For already-made items listed for sale on his website, he’s updated prices a few times since last fall, particularly for items, like silver chains, that he doesn’t make but sells.

But custom orders—which comprise
a lot of his work—can be ticklish, because, “the price I quote is based on what it
[the metals’ price] was that day, but
then the final price is based on the day when I actually buy those materials for their piece” which usually take eight to 10 weeks to make.

A lot can happen in those weeks, McLeod says. 

“These last couple of years, I have to tell people that I’m going to do a 50 percent deposit based on the estimate, but, sometimes, because it takes that amount of time [to complete a piece], the balance is sometimes higher than what we thought it was going to be.”

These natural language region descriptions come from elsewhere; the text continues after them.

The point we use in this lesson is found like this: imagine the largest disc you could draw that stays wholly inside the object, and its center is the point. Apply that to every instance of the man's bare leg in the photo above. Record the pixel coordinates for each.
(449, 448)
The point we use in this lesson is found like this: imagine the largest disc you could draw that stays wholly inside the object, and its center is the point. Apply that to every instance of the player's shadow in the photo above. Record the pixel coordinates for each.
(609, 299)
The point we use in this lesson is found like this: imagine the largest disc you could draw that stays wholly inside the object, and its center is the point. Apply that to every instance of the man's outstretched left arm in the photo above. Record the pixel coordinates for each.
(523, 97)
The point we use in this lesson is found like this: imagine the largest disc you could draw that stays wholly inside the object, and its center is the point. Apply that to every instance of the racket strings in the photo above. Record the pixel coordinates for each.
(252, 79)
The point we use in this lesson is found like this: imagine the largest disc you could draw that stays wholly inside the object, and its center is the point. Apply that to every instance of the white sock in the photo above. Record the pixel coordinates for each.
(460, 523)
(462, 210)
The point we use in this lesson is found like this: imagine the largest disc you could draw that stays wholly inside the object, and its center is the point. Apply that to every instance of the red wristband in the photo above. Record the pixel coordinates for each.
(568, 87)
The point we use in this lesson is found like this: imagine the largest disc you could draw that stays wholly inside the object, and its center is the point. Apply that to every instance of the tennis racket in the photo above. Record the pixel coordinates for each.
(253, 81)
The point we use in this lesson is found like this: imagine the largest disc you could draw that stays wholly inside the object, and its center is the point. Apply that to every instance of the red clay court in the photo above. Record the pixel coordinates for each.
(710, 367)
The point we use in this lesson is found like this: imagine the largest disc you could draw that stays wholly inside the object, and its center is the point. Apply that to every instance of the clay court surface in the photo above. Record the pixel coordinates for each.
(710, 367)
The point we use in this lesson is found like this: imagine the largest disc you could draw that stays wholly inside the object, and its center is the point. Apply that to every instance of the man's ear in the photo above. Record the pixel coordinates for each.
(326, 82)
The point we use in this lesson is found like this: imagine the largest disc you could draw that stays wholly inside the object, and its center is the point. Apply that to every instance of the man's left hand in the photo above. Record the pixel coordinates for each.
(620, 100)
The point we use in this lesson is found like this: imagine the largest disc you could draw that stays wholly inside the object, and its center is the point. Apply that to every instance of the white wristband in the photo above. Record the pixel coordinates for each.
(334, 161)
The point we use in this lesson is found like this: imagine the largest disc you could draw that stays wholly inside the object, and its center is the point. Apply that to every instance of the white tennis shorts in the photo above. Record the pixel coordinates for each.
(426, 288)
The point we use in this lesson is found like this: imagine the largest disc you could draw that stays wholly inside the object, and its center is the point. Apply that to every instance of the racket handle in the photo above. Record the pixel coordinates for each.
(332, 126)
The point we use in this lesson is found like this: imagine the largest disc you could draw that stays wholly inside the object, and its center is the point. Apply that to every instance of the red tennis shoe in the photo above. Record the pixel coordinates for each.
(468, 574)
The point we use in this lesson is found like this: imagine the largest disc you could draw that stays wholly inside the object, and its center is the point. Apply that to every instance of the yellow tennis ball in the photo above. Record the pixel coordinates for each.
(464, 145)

Rising metals prices occasionally work in customers’ favor, though, especially when they bring McLeod their old gold and silver to “go toward” something new.

“I’ve had a couple of people get checks back,” McLeod says. “They made a deposit, and I said to them, ‘This is what I think it’s worth,’ then we made their piece, but then the amount of the gold meant that they got their piece back and a check.”

Fork in the road

McLeod eyeballs the tarnished silver fork on his cluttered worktable, which sits in a litter of silver and gold scraps, half dollar-sized capsules with winking colored gemstones, a hulking manual metal press, and a Crock-Pot filled with “pickle juice” (a warm acid bath McLeod uses to clean silver jewelry after it’s been soldered). 

“It’s a trip,” McLeod laughs, dangling the fork from his hand. “We’ve been using this for years to grab a thermoplastic that’s in boiling water, used for setting stone. This is worth a couple of hundred bucks now. Crazy.”

McLeod has made statement jewelry for more than 20 years. He uses a range of gemstones—tanzanite, black opals, diamonds, topaz, you name it—and almost exclusively silver and gold to set them. While he’s not interested in expanding his metals repertoire—“I’ve worked with copper and bronze, but they’re not what compels me,” he says—flux in the metals market has made him think hard about formulating new work, what stones and metals make the most economic sense to mate, and price points that are, increasingly, ticking up.

But silver will remain Schaefer’s go-to. 

“I’m always going to be a silversmith, because I love working with it,” Schaefer says. “I love wearing silver, and I’ll always have silver. But the price of all the silver stuff I offer is going to go up considerably this year. And in an effort to keep myself relevant and offer nice, quality products at a lower price point I’m going to incorporate new metals, probably more copper, more brass, bronze. So, yeah, branching out.” 

Her shifting 2026 business strategy will also include new design work, like enameling, something she’s been meaning to learn and try for years. While silver’s rise in price has been unsettling, it hasn’t clouded her outlook. 

“I vend outside a lot, and I can’t control the weather,” says Schaefer, who regularly sells at the Farmer’s Market at IX and often opens her Singers Glen, Virginia, studio, which is a 1780s log cabin that sits atop an underground spring. “I used to get irritated, because it directly affects how much money I make, because nobody comes out for a show when it’s raining, for example, and I’ve spent hundreds of dollars to be at for the weekend.”

“Like the weather, I cannot control the metal market, so I’m trying not to let it personally get to me,” she adds. “And jewelry’s fun. Because there’s 20 rabbit holes you can go down, teach yourself a new technique, and you can keep going. I’m not going to let it derail me. But it requires a shift from what I’ve been doing.” 

“Anyway, it’s good to grow,” she laughs, before adding, “A little forced growth.”